Boycotting the new programme would be against the law, she says.
Tensions over the new national standards in literacy and numeracy are increasing as the teachers' and principals' unions lobby school boards to support them in calls for a trial period before the standards are introduced nationally.
The unions have also threatened boycotts and industrial action and wrote to principals last week, urging them to call on school boards to voice the same concerns.
Mrs Tolley has ruled out a trial.
In "extreme" cases of boycotts she would have no choice but to dissolve the board and replace it with a commissioner, because the board would be refusing to obey the law.
"If, despite having that pointed out to them, they absolutely refused, I do have the power to dissolve the board and put in a commissioner.
"In the end, I would have to do that. I don't think it would come to that but if it went to the nth degree, I would do it.
"You just cannot have schools disobeying the law."
She said the Ministry of Education would give as much support as possible to boards stuck in a standoff with teachers.
However, she would not be backing down on her decision to put standards in place nationally from next year.
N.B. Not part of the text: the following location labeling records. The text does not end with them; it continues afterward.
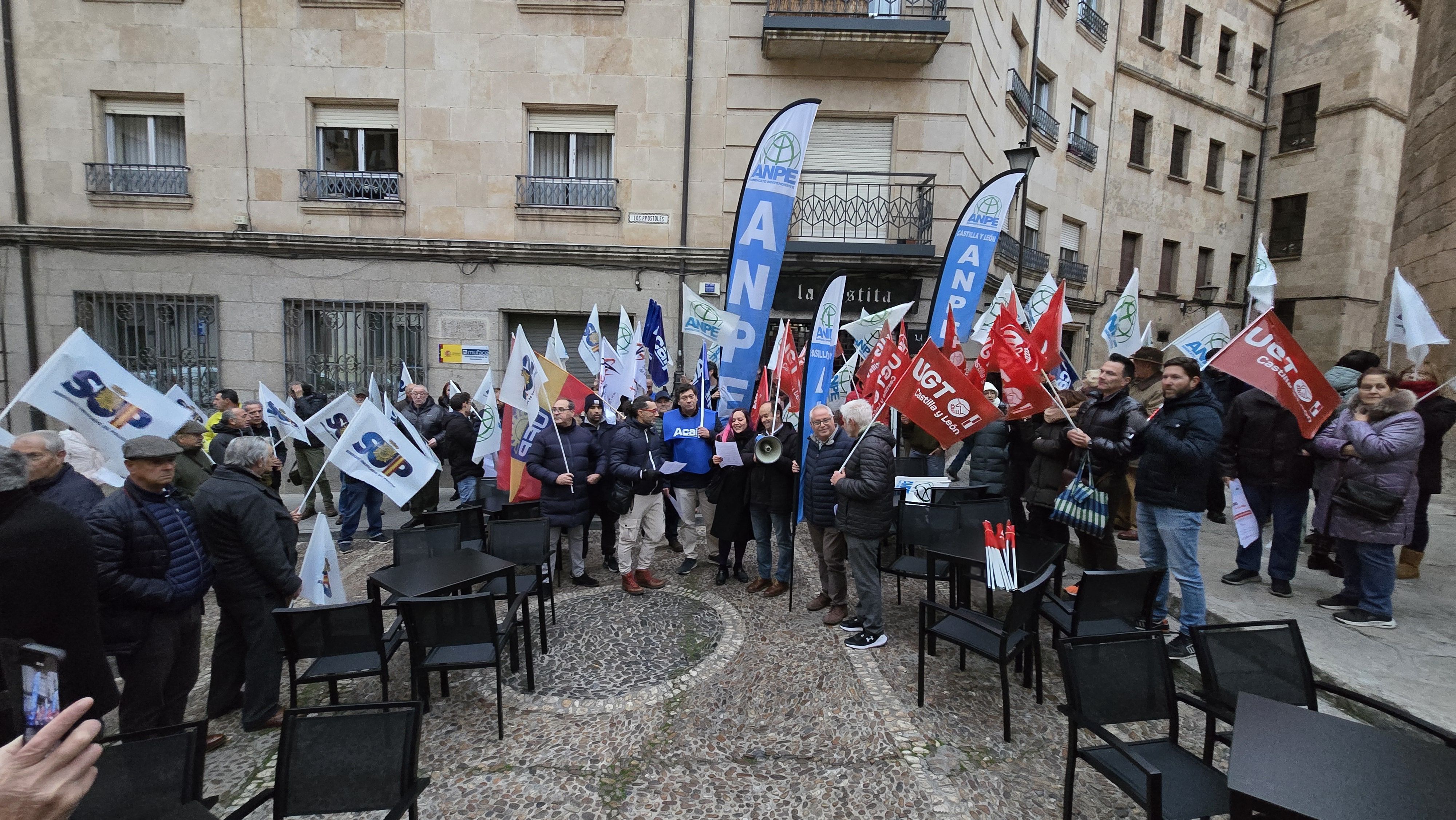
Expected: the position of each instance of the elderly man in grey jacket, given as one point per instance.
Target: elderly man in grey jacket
(866, 486)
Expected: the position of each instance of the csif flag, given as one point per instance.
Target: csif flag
(941, 400)
(761, 234)
(1267, 358)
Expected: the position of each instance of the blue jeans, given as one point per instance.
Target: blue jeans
(1288, 510)
(762, 521)
(1369, 575)
(355, 497)
(1168, 537)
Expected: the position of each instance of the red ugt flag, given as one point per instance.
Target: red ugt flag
(935, 395)
(1266, 356)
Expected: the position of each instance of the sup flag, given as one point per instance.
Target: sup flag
(761, 234)
(82, 387)
(280, 416)
(321, 575)
(177, 395)
(970, 253)
(1267, 358)
(378, 454)
(941, 400)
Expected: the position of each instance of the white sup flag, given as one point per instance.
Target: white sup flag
(82, 387)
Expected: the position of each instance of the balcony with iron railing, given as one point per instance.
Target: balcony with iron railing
(359, 186)
(566, 193)
(1032, 260)
(864, 213)
(886, 31)
(146, 180)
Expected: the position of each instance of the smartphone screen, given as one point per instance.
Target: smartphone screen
(40, 685)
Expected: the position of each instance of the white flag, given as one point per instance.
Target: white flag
(1005, 293)
(488, 439)
(82, 387)
(1410, 323)
(1205, 339)
(703, 320)
(1263, 282)
(177, 395)
(1120, 330)
(1039, 301)
(378, 454)
(331, 422)
(523, 378)
(555, 349)
(323, 576)
(590, 346)
(280, 416)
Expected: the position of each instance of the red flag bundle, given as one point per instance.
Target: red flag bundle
(1266, 356)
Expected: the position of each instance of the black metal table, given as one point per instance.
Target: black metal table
(1327, 768)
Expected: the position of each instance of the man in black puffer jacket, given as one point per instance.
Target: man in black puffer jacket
(567, 462)
(828, 448)
(1106, 426)
(866, 489)
(1179, 452)
(152, 575)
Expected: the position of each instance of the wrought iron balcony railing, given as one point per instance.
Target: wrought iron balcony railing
(566, 193)
(864, 208)
(896, 9)
(1091, 21)
(1032, 260)
(1081, 148)
(372, 186)
(120, 178)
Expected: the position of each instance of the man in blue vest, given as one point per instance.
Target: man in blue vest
(688, 435)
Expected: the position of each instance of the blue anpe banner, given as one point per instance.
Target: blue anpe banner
(970, 254)
(761, 232)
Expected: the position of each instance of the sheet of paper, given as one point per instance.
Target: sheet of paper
(730, 454)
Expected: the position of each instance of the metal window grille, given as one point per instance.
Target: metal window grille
(336, 346)
(161, 339)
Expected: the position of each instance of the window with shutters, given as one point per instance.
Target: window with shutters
(1298, 129)
(356, 154)
(146, 149)
(1214, 176)
(570, 162)
(1132, 244)
(1288, 226)
(1138, 152)
(1168, 269)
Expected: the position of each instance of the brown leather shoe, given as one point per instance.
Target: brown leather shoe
(647, 580)
(630, 585)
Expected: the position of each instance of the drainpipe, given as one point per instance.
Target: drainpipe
(1259, 176)
(23, 215)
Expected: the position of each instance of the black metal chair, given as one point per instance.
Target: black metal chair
(1107, 604)
(346, 760)
(1000, 642)
(344, 640)
(462, 633)
(526, 543)
(471, 519)
(1122, 679)
(1269, 659)
(148, 774)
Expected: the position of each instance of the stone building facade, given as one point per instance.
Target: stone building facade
(320, 189)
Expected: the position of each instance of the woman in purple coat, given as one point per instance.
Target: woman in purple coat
(1375, 441)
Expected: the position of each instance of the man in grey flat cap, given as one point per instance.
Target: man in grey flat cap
(152, 576)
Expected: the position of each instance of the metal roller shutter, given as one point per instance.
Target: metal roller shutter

She said she had already made many changes in response to union concerns, but each time they had returned with more and she believed their arguments were now purely philosophical.
"That's why I'm putting my foot down.
"I've worked with the sector all year. We've made an enormous amount of changes based on that. I see this as bedding in next year.
"If there are changes needed, we will make them. I'm not saying this is it from day one. But we have to get started, because this is about kids failing in the system. I'll do whatever it takes to make this work."
Labour's education spokesman Trevor Mallard said Mrs Tolley was clearly now transferring her "battle" against academics and teachers to school boards.
"I'm surprised she's putting herself into that corner. She does have a choice. She can take a tiny step backwards and trial the system to get evidence that it's better than the systems already available."
Auckland University education head Prof John Hattie and a group of three other education academics have also called for a trial, concerned a hasty implementation will result in failure of the policy.
The School Trustees Association is broadly supportive of national standards and its president Lorraine Kerr wrote a stinging response to the Principals' Federation and primary teachers' union NZEI for telling principals to lobby their boards.
She objected to the unions' views of the policy, saying it was clearly "political" and most parents wanted clearer reports about their own children.
A meeting of 80 Northland principals last week unanimously agreed not to implement the standards until the impact was better known, as calls for a trial period strengthen.